I haven’t measured myself yet this week, so I’m not sure if I’ve lost any weight. However, I have been in weight-loss purgatory for the last month. In a way it’s been good for me. Over the last few weeks, I’ve started to really see how much weight I’ve lost. Before, I was having a difficult time seeing that I’ve lost weight. When I looked in the mirror, I saw the same person looking back at me.
I finally clicked that I’m losing weight when I was sorting through pictures of J and I. I could visibly see that my face has gotten a little thinner. Then, there’s how I feel. I’ve always been strong. However, it’s been nice to touch my stomach and actually feel that ‘yes, I do have abs under there.’
That being said, I do want to reach my goal. I want to be fully into a size 18 US/ 22 UK by the end of October. Then, I want to work my way down to a size 16 US/ 20 UK and hopefully onto a 14 US/ 18 UK in the 6 months following. To try and push through my plateau, I’ve done a lot of research, as well as received advice from great friends and family members.

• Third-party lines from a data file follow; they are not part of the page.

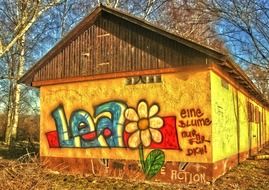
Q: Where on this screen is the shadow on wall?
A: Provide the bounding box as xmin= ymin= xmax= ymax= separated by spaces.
xmin=0 ymin=114 xmax=40 ymax=141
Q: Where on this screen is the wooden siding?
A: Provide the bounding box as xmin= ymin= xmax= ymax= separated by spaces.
xmin=33 ymin=14 xmax=206 ymax=81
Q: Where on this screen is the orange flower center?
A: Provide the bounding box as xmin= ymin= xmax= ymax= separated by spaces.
xmin=138 ymin=119 xmax=149 ymax=130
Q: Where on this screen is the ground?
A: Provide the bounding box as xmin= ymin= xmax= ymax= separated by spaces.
xmin=0 ymin=145 xmax=269 ymax=190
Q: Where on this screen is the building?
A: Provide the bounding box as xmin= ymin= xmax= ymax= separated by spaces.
xmin=20 ymin=6 xmax=269 ymax=183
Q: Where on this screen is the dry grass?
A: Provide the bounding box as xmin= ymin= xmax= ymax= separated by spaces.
xmin=0 ymin=155 xmax=50 ymax=190
xmin=0 ymin=146 xmax=269 ymax=190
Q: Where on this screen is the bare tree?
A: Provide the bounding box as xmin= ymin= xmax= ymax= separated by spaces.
xmin=200 ymin=0 xmax=269 ymax=98
xmin=0 ymin=0 xmax=60 ymax=145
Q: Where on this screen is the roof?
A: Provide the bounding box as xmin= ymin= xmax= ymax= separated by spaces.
xmin=19 ymin=5 xmax=225 ymax=85
xmin=19 ymin=5 xmax=269 ymax=106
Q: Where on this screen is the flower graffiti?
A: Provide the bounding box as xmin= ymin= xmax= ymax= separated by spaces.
xmin=125 ymin=101 xmax=165 ymax=179
xmin=46 ymin=100 xmax=181 ymax=179
xmin=125 ymin=101 xmax=163 ymax=148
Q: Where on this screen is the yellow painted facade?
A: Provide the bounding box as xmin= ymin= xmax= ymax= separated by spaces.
xmin=210 ymin=72 xmax=269 ymax=162
xmin=40 ymin=70 xmax=212 ymax=163
xmin=40 ymin=70 xmax=269 ymax=166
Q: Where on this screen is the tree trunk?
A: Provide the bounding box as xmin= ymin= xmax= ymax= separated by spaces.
xmin=5 ymin=36 xmax=25 ymax=145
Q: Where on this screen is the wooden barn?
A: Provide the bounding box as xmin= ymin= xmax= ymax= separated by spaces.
xmin=20 ymin=6 xmax=269 ymax=183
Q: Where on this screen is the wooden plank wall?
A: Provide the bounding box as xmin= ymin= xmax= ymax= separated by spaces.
xmin=34 ymin=15 xmax=206 ymax=81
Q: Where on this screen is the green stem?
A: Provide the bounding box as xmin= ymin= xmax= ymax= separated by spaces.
xmin=139 ymin=144 xmax=145 ymax=172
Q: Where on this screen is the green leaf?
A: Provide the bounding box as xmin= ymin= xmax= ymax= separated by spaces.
xmin=144 ymin=149 xmax=165 ymax=179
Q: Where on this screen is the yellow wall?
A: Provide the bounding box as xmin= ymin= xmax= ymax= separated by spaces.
xmin=210 ymin=72 xmax=268 ymax=162
xmin=40 ymin=71 xmax=211 ymax=162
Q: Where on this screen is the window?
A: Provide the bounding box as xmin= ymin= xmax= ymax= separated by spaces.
xmin=221 ymin=79 xmax=229 ymax=89
xmin=247 ymin=102 xmax=254 ymax=122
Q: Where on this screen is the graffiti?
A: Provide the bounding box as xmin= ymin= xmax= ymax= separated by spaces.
xmin=46 ymin=101 xmax=182 ymax=179
xmin=125 ymin=101 xmax=165 ymax=179
xmin=112 ymin=161 xmax=124 ymax=170
xmin=186 ymin=145 xmax=207 ymax=156
xmin=178 ymin=108 xmax=212 ymax=128
xmin=171 ymin=170 xmax=206 ymax=183
xmin=46 ymin=101 xmax=181 ymax=150
xmin=179 ymin=108 xmax=212 ymax=156
xmin=181 ymin=130 xmax=210 ymax=145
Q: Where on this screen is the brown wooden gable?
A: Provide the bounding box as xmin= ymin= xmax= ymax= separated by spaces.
xmin=19 ymin=5 xmax=269 ymax=106
xmin=20 ymin=6 xmax=224 ymax=84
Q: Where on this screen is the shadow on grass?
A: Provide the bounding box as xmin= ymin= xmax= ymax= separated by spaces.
xmin=0 ymin=141 xmax=39 ymax=160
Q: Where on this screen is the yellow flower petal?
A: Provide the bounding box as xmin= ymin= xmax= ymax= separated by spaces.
xmin=137 ymin=101 xmax=148 ymax=119
xmin=141 ymin=129 xmax=151 ymax=147
xmin=125 ymin=122 xmax=138 ymax=133
xmin=124 ymin=108 xmax=139 ymax=121
xmin=150 ymin=129 xmax=162 ymax=143
xmin=149 ymin=117 xmax=163 ymax=129
xmin=149 ymin=104 xmax=159 ymax=117
xmin=128 ymin=130 xmax=141 ymax=148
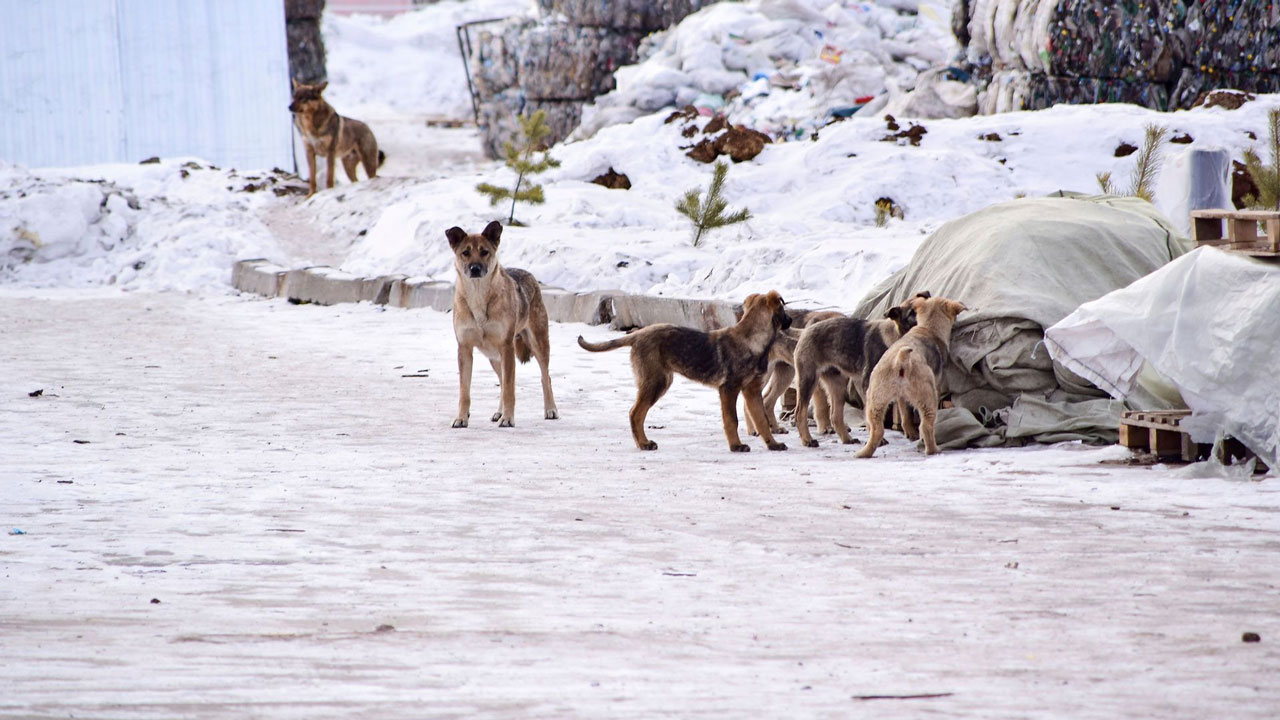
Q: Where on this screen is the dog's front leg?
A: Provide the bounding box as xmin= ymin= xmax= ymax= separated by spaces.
xmin=324 ymin=137 xmax=338 ymax=190
xmin=721 ymin=386 xmax=747 ymax=452
xmin=453 ymin=342 xmax=474 ymax=428
xmin=735 ymin=379 xmax=790 ymax=450
xmin=498 ymin=336 xmax=516 ymax=428
xmin=307 ymin=143 xmax=316 ymax=197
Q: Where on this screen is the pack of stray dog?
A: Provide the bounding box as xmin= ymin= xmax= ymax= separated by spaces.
xmin=444 ymin=220 xmax=968 ymax=457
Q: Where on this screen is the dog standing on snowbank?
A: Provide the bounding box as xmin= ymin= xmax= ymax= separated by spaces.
xmin=577 ymin=291 xmax=791 ymax=452
xmin=858 ymin=297 xmax=968 ymax=457
xmin=289 ymin=78 xmax=387 ymax=197
xmin=444 ymin=220 xmax=559 ymax=428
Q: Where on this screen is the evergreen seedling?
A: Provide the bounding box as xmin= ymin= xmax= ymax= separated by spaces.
xmin=676 ymin=160 xmax=751 ymax=247
xmin=476 ymin=110 xmax=559 ymax=225
xmin=1244 ymin=109 xmax=1280 ymax=210
xmin=1097 ymin=124 xmax=1169 ymax=202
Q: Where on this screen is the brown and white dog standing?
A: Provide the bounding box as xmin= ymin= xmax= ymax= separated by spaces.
xmin=289 ymin=78 xmax=387 ymax=197
xmin=795 ymin=292 xmax=929 ymax=447
xmin=444 ymin=220 xmax=559 ymax=428
xmin=858 ymin=297 xmax=968 ymax=457
xmin=577 ymin=291 xmax=791 ymax=452
xmin=746 ymin=304 xmax=845 ymax=436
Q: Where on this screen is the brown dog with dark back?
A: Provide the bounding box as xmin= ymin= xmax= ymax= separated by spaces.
xmin=858 ymin=297 xmax=968 ymax=457
xmin=444 ymin=220 xmax=559 ymax=428
xmin=577 ymin=291 xmax=791 ymax=452
xmin=289 ymin=79 xmax=387 ymax=197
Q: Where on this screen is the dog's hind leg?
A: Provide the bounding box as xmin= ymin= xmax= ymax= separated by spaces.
xmin=307 ymin=145 xmax=317 ymax=194
xmin=858 ymin=386 xmax=890 ymax=457
xmin=733 ymin=380 xmax=790 ymax=450
xmin=529 ymin=310 xmax=559 ymax=420
xmin=631 ymin=368 xmax=672 ymax=450
xmin=498 ymin=341 xmax=516 ymax=428
xmin=342 ymin=150 xmax=360 ymax=182
xmin=813 ymin=387 xmax=836 ymax=436
xmin=719 ymin=386 xmax=747 ymax=452
xmin=796 ymin=357 xmax=818 ymax=447
xmin=746 ymin=363 xmax=796 ymax=436
xmin=453 ymin=343 xmax=474 ymax=428
xmin=822 ymin=373 xmax=854 ymax=445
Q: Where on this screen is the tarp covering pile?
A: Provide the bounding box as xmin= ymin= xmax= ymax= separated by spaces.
xmin=1046 ymin=247 xmax=1280 ymax=468
xmin=854 ymin=196 xmax=1190 ymax=447
xmin=952 ymin=0 xmax=1280 ymax=113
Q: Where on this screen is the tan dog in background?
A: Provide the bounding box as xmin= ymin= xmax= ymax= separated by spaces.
xmin=289 ymin=78 xmax=387 ymax=197
xmin=444 ymin=220 xmax=559 ymax=428
xmin=858 ymin=297 xmax=968 ymax=457
xmin=577 ymin=291 xmax=791 ymax=452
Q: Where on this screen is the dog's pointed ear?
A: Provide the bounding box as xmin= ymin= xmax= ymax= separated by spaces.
xmin=444 ymin=225 xmax=467 ymax=250
xmin=480 ymin=220 xmax=502 ymax=246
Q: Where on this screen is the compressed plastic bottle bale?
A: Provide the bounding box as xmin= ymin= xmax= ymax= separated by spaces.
xmin=471 ymin=20 xmax=531 ymax=97
xmin=538 ymin=0 xmax=717 ymax=32
xmin=516 ymin=23 xmax=641 ymax=100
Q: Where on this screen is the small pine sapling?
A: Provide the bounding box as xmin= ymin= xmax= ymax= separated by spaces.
xmin=1244 ymin=109 xmax=1280 ymax=210
xmin=1097 ymin=124 xmax=1169 ymax=202
xmin=476 ymin=110 xmax=559 ymax=225
xmin=676 ymin=160 xmax=751 ymax=247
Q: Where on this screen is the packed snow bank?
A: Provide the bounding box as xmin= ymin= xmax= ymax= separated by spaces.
xmin=321 ymin=0 xmax=535 ymax=119
xmin=0 ymin=160 xmax=289 ymax=290
xmin=572 ymin=0 xmax=956 ymax=138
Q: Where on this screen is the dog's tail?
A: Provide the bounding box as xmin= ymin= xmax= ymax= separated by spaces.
xmin=516 ymin=331 xmax=532 ymax=363
xmin=891 ymin=347 xmax=915 ymax=378
xmin=577 ymin=334 xmax=636 ymax=352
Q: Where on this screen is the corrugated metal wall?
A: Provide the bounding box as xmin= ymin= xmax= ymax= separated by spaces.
xmin=0 ymin=0 xmax=293 ymax=169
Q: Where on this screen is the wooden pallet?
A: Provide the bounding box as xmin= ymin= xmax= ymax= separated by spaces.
xmin=1120 ymin=410 xmax=1267 ymax=471
xmin=1192 ymin=210 xmax=1280 ymax=258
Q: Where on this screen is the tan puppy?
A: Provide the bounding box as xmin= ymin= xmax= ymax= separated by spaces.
xmin=444 ymin=220 xmax=559 ymax=428
xmin=746 ymin=304 xmax=844 ymax=436
xmin=289 ymin=78 xmax=387 ymax=197
xmin=858 ymin=297 xmax=968 ymax=457
xmin=577 ymin=291 xmax=791 ymax=452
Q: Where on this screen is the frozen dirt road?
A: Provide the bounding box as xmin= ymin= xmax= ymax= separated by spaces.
xmin=0 ymin=290 xmax=1280 ymax=720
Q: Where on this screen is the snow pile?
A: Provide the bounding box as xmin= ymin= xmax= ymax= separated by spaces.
xmin=573 ymin=0 xmax=956 ymax=138
xmin=0 ymin=160 xmax=287 ymax=290
xmin=321 ymin=0 xmax=535 ymax=119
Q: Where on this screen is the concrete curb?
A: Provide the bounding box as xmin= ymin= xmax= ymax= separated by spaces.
xmin=232 ymin=258 xmax=740 ymax=331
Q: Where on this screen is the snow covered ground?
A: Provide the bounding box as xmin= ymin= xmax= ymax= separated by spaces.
xmin=0 ymin=288 xmax=1280 ymax=720
xmin=0 ymin=0 xmax=1280 ymax=719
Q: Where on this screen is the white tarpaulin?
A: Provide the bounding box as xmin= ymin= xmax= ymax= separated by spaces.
xmin=1044 ymin=247 xmax=1280 ymax=468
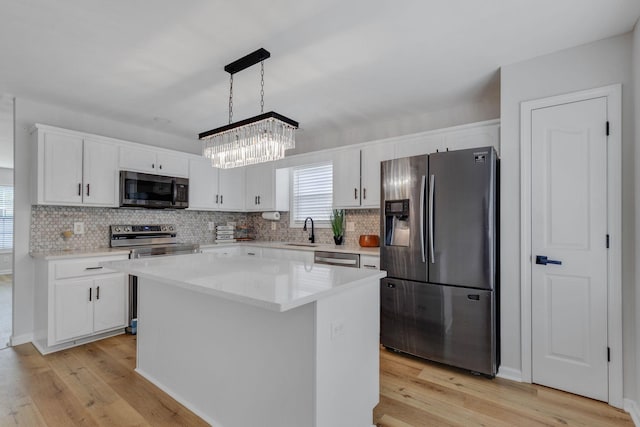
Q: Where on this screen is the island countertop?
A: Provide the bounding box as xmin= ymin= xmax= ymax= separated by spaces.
xmin=103 ymin=253 xmax=386 ymax=312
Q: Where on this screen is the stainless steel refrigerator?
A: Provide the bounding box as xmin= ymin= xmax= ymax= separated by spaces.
xmin=380 ymin=147 xmax=499 ymax=376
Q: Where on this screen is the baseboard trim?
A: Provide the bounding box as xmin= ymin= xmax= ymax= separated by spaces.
xmin=624 ymin=399 xmax=640 ymax=427
xmin=9 ymin=334 xmax=33 ymax=347
xmin=496 ymin=366 xmax=522 ymax=383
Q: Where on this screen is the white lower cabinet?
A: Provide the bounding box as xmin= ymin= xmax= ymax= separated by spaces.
xmin=360 ymin=255 xmax=380 ymax=270
xmin=34 ymin=255 xmax=128 ymax=354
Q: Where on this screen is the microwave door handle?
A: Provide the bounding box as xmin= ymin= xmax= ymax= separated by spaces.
xmin=429 ymin=174 xmax=436 ymax=264
xmin=420 ymin=175 xmax=427 ymax=262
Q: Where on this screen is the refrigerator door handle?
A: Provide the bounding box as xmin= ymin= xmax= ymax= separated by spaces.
xmin=420 ymin=175 xmax=427 ymax=262
xmin=429 ymin=174 xmax=436 ymax=264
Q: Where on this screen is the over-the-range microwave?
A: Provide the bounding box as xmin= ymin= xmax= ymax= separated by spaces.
xmin=120 ymin=171 xmax=189 ymax=209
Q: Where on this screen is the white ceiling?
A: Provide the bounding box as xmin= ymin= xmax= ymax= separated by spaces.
xmin=0 ymin=0 xmax=640 ymax=150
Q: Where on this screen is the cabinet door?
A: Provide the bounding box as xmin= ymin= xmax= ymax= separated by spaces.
xmin=120 ymin=146 xmax=160 ymax=175
xmin=93 ymin=273 xmax=128 ymax=332
xmin=189 ymin=159 xmax=220 ymax=210
xmin=333 ymin=149 xmax=360 ymax=208
xmin=82 ymin=139 xmax=118 ymax=206
xmin=218 ymin=168 xmax=245 ymax=212
xmin=360 ymin=144 xmax=395 ymax=208
xmin=38 ymin=132 xmax=82 ymax=205
xmin=49 ymin=279 xmax=95 ymax=345
xmin=155 ymin=152 xmax=189 ymax=177
xmin=245 ymin=163 xmax=275 ymax=211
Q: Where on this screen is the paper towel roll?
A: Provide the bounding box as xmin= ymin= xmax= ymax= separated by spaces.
xmin=262 ymin=212 xmax=280 ymax=221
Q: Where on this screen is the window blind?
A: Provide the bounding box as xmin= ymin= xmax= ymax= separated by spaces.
xmin=0 ymin=185 xmax=13 ymax=249
xmin=291 ymin=162 xmax=333 ymax=225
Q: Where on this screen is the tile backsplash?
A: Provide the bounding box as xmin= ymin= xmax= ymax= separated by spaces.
xmin=29 ymin=205 xmax=379 ymax=252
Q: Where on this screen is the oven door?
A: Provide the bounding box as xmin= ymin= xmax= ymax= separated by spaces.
xmin=120 ymin=171 xmax=189 ymax=209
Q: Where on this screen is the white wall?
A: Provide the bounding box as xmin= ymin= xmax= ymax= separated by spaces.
xmin=13 ymin=98 xmax=201 ymax=343
xmin=629 ymin=20 xmax=640 ymax=412
xmin=500 ymin=34 xmax=636 ymax=397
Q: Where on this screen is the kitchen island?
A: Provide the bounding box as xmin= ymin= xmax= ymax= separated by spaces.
xmin=108 ymin=254 xmax=385 ymax=427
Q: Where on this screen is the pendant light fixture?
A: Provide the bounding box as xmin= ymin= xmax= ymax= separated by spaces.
xmin=199 ymin=48 xmax=298 ymax=169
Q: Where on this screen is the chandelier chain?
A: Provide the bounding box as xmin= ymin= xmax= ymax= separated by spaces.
xmin=229 ymin=74 xmax=233 ymax=124
xmin=260 ymin=61 xmax=264 ymax=113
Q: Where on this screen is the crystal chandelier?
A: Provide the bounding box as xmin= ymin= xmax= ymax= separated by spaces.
xmin=199 ymin=48 xmax=298 ymax=169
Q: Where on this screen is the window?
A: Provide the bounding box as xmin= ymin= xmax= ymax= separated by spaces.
xmin=290 ymin=162 xmax=333 ymax=227
xmin=0 ymin=185 xmax=13 ymax=249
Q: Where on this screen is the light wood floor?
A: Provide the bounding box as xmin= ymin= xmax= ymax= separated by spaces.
xmin=374 ymin=349 xmax=633 ymax=427
xmin=0 ymin=335 xmax=633 ymax=427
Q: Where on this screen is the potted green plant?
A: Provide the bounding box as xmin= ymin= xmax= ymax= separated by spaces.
xmin=331 ymin=209 xmax=344 ymax=245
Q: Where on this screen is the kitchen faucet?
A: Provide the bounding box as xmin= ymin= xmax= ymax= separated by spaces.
xmin=302 ymin=216 xmax=316 ymax=243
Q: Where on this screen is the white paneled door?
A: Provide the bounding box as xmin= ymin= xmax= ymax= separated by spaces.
xmin=531 ymin=97 xmax=608 ymax=401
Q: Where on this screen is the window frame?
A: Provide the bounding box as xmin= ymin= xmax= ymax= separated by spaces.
xmin=289 ymin=160 xmax=334 ymax=228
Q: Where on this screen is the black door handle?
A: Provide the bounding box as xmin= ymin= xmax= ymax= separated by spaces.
xmin=536 ymin=255 xmax=562 ymax=265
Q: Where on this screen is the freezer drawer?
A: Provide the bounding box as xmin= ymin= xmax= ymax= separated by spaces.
xmin=380 ymin=278 xmax=497 ymax=376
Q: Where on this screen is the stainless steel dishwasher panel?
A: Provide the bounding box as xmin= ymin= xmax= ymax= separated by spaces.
xmin=313 ymin=251 xmax=360 ymax=268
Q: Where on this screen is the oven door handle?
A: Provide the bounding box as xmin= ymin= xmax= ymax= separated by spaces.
xmin=171 ymin=178 xmax=178 ymax=205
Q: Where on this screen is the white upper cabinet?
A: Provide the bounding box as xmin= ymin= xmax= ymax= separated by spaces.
xmin=120 ymin=145 xmax=189 ymax=177
xmin=189 ymin=158 xmax=245 ymax=212
xmin=218 ymin=168 xmax=246 ymax=212
xmin=189 ymin=158 xmax=219 ymax=210
xmin=245 ymin=162 xmax=289 ymax=212
xmin=82 ymin=138 xmax=118 ymax=206
xmin=36 ymin=127 xmax=118 ymax=207
xmin=333 ymin=143 xmax=395 ymax=208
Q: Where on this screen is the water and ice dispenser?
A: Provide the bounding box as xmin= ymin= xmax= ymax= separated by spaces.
xmin=384 ymin=199 xmax=411 ymax=246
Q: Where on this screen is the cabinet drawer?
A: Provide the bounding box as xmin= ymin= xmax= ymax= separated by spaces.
xmin=360 ymin=255 xmax=380 ymax=270
xmin=53 ymin=255 xmax=129 ymax=279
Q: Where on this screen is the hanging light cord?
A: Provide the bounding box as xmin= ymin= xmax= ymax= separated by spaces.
xmin=229 ymin=74 xmax=233 ymax=124
xmin=260 ymin=60 xmax=264 ymax=114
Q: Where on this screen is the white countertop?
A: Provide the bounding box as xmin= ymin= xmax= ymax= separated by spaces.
xmin=101 ymin=253 xmax=386 ymax=312
xmin=200 ymin=240 xmax=380 ymax=256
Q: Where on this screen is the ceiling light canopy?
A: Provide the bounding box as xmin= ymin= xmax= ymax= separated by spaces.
xmin=199 ymin=48 xmax=298 ymax=169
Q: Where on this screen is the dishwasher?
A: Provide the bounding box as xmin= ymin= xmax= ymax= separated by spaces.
xmin=313 ymin=251 xmax=360 ymax=268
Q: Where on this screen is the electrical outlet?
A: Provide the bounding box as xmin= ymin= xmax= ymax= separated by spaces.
xmin=331 ymin=320 xmax=344 ymax=341
xmin=73 ymin=222 xmax=84 ymax=234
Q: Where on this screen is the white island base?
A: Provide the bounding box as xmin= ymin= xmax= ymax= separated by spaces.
xmin=132 ymin=274 xmax=384 ymax=427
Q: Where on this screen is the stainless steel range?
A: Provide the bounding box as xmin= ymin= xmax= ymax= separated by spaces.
xmin=109 ymin=224 xmax=200 ymax=333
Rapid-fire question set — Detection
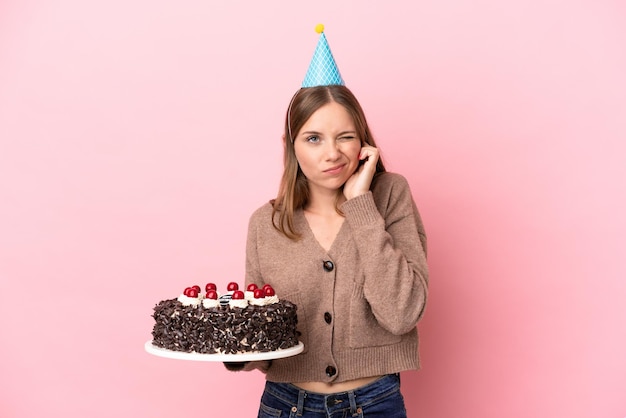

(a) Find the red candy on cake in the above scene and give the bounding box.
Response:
[183,287,199,298]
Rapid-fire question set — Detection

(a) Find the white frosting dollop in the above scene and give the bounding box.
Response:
[228,299,248,308]
[177,295,200,306]
[250,295,278,306]
[202,298,220,309]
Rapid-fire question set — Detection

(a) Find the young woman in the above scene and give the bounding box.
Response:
[227,85,428,418]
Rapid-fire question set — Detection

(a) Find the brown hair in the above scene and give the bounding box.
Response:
[272,85,385,240]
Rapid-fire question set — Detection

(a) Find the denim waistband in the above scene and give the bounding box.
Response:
[265,374,400,413]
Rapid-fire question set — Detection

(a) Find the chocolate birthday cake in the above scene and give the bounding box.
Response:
[152,283,298,354]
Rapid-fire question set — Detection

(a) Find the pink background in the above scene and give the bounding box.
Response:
[0,0,626,418]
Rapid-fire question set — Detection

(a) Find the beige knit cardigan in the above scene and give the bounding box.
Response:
[241,173,428,382]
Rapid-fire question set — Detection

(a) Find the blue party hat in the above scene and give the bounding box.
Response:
[302,24,345,87]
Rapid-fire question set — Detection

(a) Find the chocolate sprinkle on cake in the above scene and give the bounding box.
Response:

Through the advice and research, I’ve learned that sometimes the body stalls during weight loss, because it needs to adjust to itself. The advice that I’ve found regarding breaking through a plateau on LCHF diets is to either cut carbs back to between 20-25 g, cut back on or eliminate dairy, or try upping carb intake to shock the body.
I’ve decided to cut my carbs down to 20 g this week and limit my dairy intake. If this doesn’t help move me back into weight loss, J and I have talked about taking a break for a week. Even though I have hit a plateau on Banting, one thing has become evident– I’m happy eating this way, and I don’t want to go back to eating how I was before. In fact, I’m nervous about taking longer than a couple days off. So, even if it takes me months longer to break through my plateau, I have no plans on going back to eating a conventional high carb diet.
In other news, I’ve made the decision to reduce how often I post. I have plans to post at least once a week. However, with J and I filing for a Fiance Visa in the near future so we can get married, and my returning to America while we wait for said visa to come through, I’m not sure I can commit to posting more often. Please bear with me during the next few months.